How many kilograms of pure alcohol must be added to 40 kg of a 70% alcohol solution to produce an 85% alcohol solution?
To solve this problem, we need to use the concept of mixing solutions. Here's how you can find the answer:
Step 1: Understand the problem.
We have a 70% alcohol solution which weighs 40 kg. We need to add some amount of pure alcohol (100% alcohol) to this solution to make an 85% alcohol solution. The question is asking for the quantity of pure alcohol needed.
Step 2: Set up the equation.
Let's assume we need to add x kg of pure alcohol. The equation can be set up as follows:
40 kg of 70% alcohol solution + x kg of 100% alcohol = (40 + x) kg of 85% alcohol solution.

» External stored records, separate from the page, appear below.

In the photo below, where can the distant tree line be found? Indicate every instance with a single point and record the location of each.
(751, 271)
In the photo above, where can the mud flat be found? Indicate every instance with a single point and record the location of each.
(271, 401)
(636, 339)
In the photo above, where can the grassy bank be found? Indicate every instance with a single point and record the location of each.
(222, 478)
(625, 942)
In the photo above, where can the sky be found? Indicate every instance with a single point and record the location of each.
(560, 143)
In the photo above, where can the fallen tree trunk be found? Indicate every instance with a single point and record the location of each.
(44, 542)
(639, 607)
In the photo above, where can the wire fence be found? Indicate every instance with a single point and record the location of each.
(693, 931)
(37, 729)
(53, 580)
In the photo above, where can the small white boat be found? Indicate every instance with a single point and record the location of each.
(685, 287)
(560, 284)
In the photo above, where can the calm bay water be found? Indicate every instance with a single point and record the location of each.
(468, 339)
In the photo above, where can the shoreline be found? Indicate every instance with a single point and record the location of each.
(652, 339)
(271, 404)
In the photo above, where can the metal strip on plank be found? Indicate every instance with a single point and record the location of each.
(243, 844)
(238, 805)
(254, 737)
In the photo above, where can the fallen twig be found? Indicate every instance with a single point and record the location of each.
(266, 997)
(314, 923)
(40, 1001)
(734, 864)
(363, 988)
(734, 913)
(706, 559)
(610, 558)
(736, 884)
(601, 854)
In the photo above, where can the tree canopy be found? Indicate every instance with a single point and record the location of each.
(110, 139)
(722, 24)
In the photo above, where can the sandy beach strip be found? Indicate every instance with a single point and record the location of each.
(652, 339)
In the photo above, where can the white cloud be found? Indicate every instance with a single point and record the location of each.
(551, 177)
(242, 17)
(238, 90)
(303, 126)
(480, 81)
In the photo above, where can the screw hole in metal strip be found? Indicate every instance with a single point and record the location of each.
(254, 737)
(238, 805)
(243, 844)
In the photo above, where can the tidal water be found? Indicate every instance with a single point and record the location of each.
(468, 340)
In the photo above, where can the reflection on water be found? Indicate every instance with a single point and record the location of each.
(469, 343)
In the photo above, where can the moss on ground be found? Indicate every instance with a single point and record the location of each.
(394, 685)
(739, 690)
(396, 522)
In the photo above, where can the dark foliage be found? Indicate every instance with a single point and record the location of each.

Step 3: Calculate the amount of alcohol in each component.
The amount of alcohol in the 70% alcohol solution can be calculated by multiplying the weight of the solution by the alcohol concentration in decimal form. The amount of alcohol in x kg of pure alcohol is just x kg since it is 100% alcohol. So, we have:
0.7 * 40 + 1 * x = 0.85 * (40 + x).
Step 4: Solve the equation.
Now, we can solve the equation for x. Let's simplify it:
28 + x = 34 + 0.85x.
Combining like terms:
x - 0.85x = 34 - 28,
0.15x = 6.
Divide both sides of the equation by 0.15:
x = 6 / 0.15,
x = 40.
Therefore, 40 kg of pure alcohol must be added to the 40 kg of 70% alcohol solution to produce an 85% alcohol solution.